1. insertParagraph() → broadcasts PARAGRAPH_ADDED (empty new paragraph, text="%mysql\n")
2. updateParagraph() → broadcasts PARAGRAPH        (full text="%mysql\nselect 1 a, 2 a")

Step 2's PARAGRAPH response gets silently discarded by the frontend shortCircuit mechanism in message.ts. The original filter logic compares the currently-sent message sequence number against the received response's sequence number:

// OLD logic — overly aggressive
if (this.lastMsgIdSeqSent > msgIdSeqReceived) {
  // "message is already updated by shortcircuit" → discard!
  return false;
}

The problem: between sending COPY_PARAGRAPH (seq=49) and receiving its PARAGRAPH response, other unrelated messages like EDITOR_SETTING (seq=50) may be sent. This makes lastMsgIdSeqSent (50) > msgIdSeqReceived (49), causing the legitimate PARAGRAPH response for the cloned paragraph to be incorrectly filtered out.

image

Solution
Replace the implicit sequence-number comparison with an explicit tracking set (shortCircuitedParagraphMsgIds). Only messages that were explicitly passed to shortCircuit() get filtered — not all messages where lastMsgIdSeqSent > receivedSeq.

Updated Solution
Dropping the PARAGRAPH msgId compare filter branch when received msg

What type of PR is it?

Bug Fix

Todos

  • - Task

What is the Jira issue?

How should this be tested?

  • Strongly recommended: add automated unit tests for any new or changed behavior
  • Outline any manual steps to test the PR here.

Screenshots (if appropriate)

Questions:

  • Does the license files need to update?
  • Is there breaking changes for older versions?
  • Does this needs documentation?

@pan3793 pan3793 requested a review from tbonelee May 23, 2026 12:53
Copy link
Copy Markdown
Contributor

@tbonelee tbonelee left a comment

Choose a reason for hiding this comment

The reason will be displayed to describe this comment to others. Learn more.

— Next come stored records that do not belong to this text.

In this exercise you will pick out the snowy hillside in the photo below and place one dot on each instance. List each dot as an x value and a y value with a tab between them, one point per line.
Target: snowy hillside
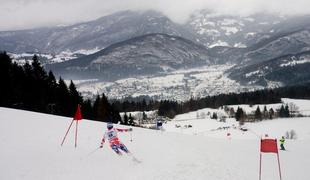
30	149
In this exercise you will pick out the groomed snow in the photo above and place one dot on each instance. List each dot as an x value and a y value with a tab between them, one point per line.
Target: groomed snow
30	149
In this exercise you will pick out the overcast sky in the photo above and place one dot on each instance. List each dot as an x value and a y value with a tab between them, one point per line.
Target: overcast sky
23	14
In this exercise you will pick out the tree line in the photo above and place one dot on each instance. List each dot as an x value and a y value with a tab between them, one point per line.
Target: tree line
30	87
171	108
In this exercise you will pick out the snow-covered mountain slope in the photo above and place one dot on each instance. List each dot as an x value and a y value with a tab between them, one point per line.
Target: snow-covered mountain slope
98	34
233	31
285	70
30	149
144	55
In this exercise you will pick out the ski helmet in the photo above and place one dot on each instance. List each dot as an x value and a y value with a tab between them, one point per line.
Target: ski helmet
110	125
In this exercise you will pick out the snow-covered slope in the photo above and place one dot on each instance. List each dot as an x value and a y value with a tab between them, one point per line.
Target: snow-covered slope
30	149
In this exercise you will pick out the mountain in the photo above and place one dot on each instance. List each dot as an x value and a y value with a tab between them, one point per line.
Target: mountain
144	55
286	70
96	34
30	148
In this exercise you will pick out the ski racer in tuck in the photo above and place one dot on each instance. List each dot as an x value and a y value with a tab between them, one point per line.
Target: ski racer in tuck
115	143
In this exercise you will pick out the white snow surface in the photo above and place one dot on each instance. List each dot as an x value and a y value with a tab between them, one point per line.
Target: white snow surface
30	149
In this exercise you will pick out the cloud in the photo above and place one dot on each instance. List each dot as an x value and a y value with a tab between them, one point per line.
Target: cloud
21	14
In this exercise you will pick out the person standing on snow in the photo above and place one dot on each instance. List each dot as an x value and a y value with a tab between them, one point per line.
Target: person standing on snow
115	143
282	140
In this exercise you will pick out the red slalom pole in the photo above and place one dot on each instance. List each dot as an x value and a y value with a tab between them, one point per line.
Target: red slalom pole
279	166
67	133
260	166
76	133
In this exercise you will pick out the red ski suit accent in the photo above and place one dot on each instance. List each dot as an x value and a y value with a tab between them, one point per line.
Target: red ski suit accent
111	134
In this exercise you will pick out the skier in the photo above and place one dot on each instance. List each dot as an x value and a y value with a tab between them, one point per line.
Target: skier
114	141
282	140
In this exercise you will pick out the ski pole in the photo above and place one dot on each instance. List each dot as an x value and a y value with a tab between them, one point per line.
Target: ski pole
130	136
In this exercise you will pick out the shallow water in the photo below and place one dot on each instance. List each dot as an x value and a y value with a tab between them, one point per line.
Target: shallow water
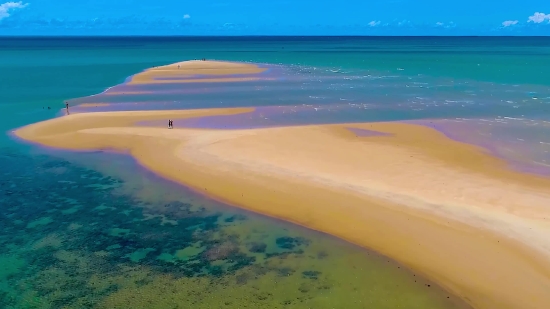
73	237
91	230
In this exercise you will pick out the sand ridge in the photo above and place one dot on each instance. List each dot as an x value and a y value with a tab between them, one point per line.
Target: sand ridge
443	208
431	208
183	72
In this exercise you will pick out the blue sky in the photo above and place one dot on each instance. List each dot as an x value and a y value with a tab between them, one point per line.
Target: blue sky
256	17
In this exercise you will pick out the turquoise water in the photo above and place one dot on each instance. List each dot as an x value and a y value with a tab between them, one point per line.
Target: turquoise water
94	231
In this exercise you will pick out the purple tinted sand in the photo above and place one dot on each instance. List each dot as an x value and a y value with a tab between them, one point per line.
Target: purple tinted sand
527	155
367	133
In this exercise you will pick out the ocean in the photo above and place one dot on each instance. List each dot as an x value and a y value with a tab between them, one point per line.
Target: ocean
94	230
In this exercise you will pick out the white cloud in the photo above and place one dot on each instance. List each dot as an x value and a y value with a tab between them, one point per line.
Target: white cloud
7	7
509	23
538	18
374	23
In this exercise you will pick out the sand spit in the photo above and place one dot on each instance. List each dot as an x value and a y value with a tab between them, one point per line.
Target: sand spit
183	72
443	208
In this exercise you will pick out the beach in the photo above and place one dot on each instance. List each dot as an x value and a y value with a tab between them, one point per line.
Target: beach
446	209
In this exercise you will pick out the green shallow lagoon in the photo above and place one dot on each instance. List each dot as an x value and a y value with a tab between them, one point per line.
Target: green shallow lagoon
90	230
76	235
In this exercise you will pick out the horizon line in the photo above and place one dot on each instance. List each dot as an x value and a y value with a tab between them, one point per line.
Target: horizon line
258	36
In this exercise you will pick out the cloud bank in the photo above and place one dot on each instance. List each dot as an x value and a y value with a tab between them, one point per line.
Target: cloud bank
538	18
374	23
6	8
509	23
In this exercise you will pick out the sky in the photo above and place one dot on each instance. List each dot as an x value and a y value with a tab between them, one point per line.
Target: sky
272	17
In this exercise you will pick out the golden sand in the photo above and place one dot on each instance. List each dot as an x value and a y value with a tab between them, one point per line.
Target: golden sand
93	104
443	208
181	72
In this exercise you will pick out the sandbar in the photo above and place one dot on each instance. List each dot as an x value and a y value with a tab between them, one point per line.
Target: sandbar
445	209
183	72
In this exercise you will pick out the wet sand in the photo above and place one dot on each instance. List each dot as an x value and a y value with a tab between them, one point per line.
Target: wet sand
187	72
445	209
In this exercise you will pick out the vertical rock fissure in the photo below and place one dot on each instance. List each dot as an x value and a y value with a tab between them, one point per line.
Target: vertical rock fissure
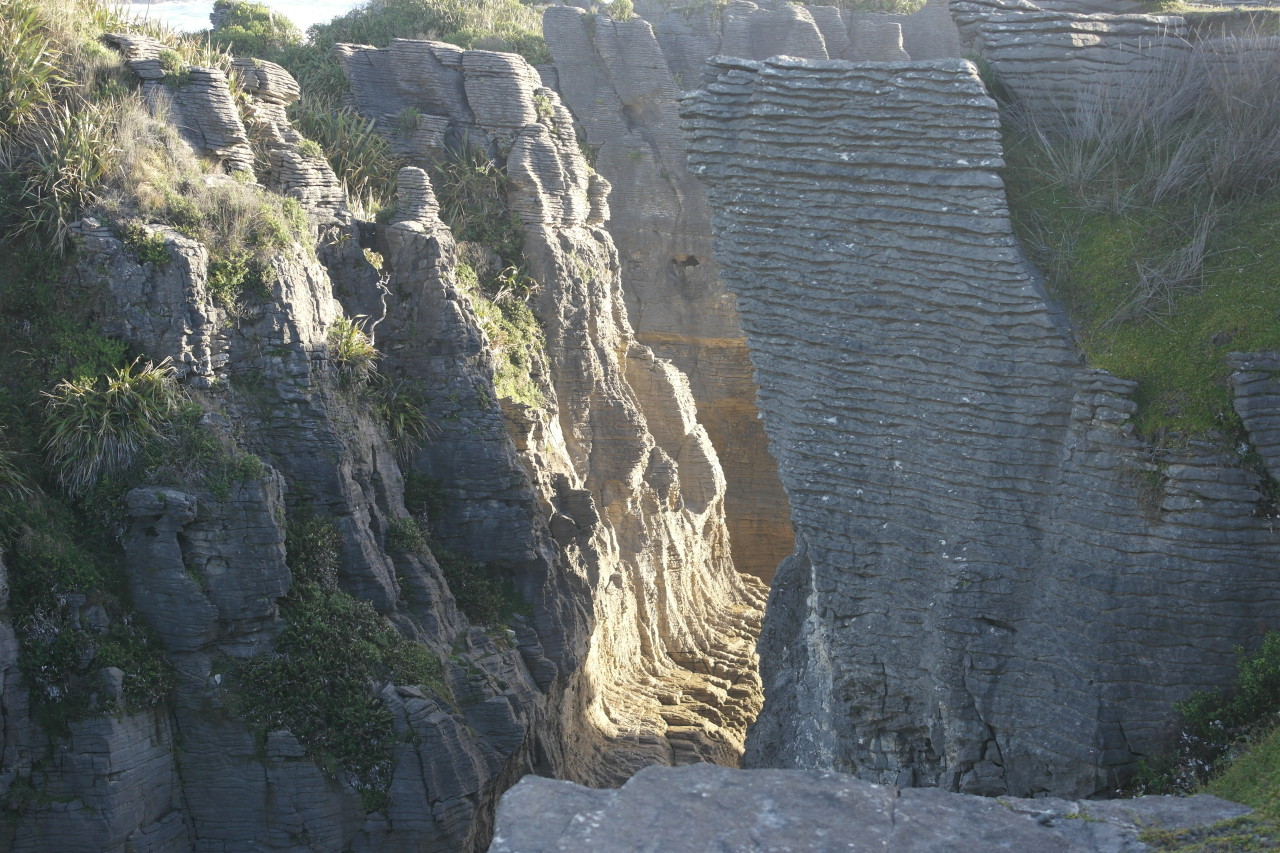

Thanks for tracking this down. I've been going through both the client and server side and wanted to share a few observations worth weighing before landing. I might be missing context on some of these, so please correct me where I'm wrong.

1. The new tracking Set may not be populated under current code paths

The only caller of shortCircuit() I could find is runParagraph() (message.ts:432), which invokes it with op: OP.PARAGRAPH_STATUS and no msgId. The guard in the new shortCircuit():

if (message.op === OP.PARAGRAPH && message.msgId) { ... add to set ... }

doesn't appear to match in that path, so shortCircuitedParagraphMsgIds would stay empty during normal usage. If that's right, the receive-side filter would always pass through, and the runtime effect of this PR becomes "PARAGRAPH filter is bypassed." That does fix clone loss, but the Set / cap / eviction logic could end up being dead in practice. Worth checking whether there's a future caller you have in mind.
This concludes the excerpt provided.